For 2021, Chua said he saw an “encouraging” sign in the months ahead as businesses and transportation are expected to open gradually and general coronavirus-related restrictions are to be eased.

“This will lead to a strong recovery before the end of the year, when the government will have rolled out enough vaccines against COVID-19 for a majority of our people,” he said. 

Earlier this month, the government said the first vaccine delivery from U.S. drug-maker Pfizer, which it has authorized for emergency use here, could arrive in February.

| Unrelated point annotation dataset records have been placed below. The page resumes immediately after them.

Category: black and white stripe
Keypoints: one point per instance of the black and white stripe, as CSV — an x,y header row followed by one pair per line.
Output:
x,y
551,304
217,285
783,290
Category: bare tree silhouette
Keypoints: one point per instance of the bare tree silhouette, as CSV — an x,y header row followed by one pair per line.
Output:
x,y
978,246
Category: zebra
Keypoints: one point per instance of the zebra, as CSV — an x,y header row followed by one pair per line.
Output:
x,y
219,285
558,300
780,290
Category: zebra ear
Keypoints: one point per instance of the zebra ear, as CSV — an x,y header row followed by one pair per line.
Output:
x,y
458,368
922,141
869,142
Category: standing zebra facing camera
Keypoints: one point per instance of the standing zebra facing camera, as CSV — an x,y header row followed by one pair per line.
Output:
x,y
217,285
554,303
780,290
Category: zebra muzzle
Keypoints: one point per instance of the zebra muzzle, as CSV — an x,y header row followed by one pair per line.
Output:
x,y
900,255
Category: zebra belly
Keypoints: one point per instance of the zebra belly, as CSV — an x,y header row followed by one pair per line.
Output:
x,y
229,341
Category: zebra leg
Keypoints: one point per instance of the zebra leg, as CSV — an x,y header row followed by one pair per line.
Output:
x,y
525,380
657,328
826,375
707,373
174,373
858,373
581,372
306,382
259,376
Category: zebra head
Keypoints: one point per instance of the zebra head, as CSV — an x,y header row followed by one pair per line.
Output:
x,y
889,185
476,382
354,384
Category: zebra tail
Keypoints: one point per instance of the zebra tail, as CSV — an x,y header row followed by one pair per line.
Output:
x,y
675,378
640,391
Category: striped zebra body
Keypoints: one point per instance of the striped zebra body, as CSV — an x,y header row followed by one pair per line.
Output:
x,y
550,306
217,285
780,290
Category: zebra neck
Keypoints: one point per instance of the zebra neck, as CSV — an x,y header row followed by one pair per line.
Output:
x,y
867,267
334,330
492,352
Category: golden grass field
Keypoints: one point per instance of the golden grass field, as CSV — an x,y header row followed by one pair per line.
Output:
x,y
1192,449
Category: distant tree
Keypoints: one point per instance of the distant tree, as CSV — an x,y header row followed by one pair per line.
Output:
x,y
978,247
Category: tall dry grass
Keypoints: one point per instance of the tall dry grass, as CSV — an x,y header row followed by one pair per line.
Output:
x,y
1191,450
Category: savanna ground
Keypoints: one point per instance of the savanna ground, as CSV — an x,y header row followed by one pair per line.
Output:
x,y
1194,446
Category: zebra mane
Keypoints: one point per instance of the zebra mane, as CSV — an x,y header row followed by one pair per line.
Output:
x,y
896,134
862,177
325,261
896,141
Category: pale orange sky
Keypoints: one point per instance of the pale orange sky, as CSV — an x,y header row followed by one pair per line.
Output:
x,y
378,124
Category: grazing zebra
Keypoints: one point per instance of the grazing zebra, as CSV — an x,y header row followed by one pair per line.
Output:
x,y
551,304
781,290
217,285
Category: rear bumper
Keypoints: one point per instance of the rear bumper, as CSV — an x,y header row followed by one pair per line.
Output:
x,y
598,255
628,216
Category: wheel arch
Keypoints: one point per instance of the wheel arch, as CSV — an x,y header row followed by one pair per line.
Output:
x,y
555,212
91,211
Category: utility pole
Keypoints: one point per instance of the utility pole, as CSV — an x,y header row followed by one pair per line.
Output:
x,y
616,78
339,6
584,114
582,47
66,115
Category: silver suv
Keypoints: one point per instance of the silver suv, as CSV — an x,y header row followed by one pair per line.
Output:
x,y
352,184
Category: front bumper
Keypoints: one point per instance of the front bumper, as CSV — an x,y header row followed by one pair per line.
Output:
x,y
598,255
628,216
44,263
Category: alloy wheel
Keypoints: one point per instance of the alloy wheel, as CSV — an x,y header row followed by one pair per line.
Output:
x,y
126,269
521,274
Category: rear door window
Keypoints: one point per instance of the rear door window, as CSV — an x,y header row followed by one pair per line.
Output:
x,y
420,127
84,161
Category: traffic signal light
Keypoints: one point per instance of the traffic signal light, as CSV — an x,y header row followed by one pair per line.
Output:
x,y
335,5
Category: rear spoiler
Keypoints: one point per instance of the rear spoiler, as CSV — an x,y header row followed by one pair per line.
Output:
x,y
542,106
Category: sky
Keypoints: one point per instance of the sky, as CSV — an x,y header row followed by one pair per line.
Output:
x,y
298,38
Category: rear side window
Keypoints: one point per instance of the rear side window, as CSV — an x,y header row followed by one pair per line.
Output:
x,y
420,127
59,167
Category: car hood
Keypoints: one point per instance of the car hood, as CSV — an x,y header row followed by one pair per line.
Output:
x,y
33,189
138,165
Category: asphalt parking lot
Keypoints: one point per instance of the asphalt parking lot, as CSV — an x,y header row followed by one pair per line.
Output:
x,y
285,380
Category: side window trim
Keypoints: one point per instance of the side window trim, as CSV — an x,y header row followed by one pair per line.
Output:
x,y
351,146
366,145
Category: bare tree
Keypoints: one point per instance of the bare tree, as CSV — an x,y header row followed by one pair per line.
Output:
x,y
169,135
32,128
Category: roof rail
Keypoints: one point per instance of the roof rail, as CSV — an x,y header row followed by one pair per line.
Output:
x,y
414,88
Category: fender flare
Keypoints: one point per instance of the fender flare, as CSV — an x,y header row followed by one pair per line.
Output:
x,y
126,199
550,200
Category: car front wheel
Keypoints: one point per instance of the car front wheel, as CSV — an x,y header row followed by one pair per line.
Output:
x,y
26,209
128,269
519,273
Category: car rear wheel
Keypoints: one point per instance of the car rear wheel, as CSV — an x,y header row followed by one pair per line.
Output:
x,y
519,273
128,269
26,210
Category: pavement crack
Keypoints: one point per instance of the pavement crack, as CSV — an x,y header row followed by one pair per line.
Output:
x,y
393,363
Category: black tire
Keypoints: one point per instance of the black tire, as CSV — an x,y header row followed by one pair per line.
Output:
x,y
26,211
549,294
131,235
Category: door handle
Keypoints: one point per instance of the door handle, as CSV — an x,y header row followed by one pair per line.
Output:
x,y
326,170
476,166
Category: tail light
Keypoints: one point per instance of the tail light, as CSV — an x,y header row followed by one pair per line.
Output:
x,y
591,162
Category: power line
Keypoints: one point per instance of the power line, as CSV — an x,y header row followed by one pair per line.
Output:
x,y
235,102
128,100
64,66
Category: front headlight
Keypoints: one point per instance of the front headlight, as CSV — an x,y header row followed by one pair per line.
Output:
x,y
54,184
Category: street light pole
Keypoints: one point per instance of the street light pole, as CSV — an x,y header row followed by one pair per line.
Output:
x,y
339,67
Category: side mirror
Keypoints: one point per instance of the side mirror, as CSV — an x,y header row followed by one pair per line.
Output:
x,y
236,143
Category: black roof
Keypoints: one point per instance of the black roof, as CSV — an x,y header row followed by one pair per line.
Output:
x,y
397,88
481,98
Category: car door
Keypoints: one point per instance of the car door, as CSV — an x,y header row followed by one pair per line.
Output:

Meanwhile, the government approved similar authorization for British pharmaceutical company AstraZeneca’s vaccine, which is expected to be delivered in May, according to the state-run Philippine News Agency.

COVID-19 deaths, infections

Through Thursday, the government reported a total of 519,576 coronavirus cases in the country and 10,552 related deaths.

Globally, nearly 101 million coronavirus infections and more than 2.1 million deaths have been reported, according to disease experts at U.S.-based Johns Hopkins University.

The Philippines has been in various stages of a lockdown since March 2020, but economic activity has partially opened. Still, malls remain largely empty as people await the vaccine.

Chua noted that the government had allocated about 72 billion pesos (U.S. $1.5 billion) this year to provide vaccines to at least 50 million Filipinos. 

“The efficient and immediate rollout of the vaccine against COVID-19 will further help in safely opening the economy, as well as restoring and creating new jobs,” he said. 

Nicholas Mapa, a senior economist at ING Bank, blamed weaker household consumption and the country’s higher unemployment figures caused by small firms closing. 

“Despite the 9.5 percent contraction in the economy, we are not counting on the authorities to offer any form of stimulus to offset the downturn, both on the monetary or fiscal front,” Mapa said in a note to investors. 

He noted that government fiscal authorities appear to be optimistic for 2021. 

Despite that optimism, ING expects the economy to remain in contraction for at least the first quarter before rising as much as 13 percent by the second quarter, Mapa said.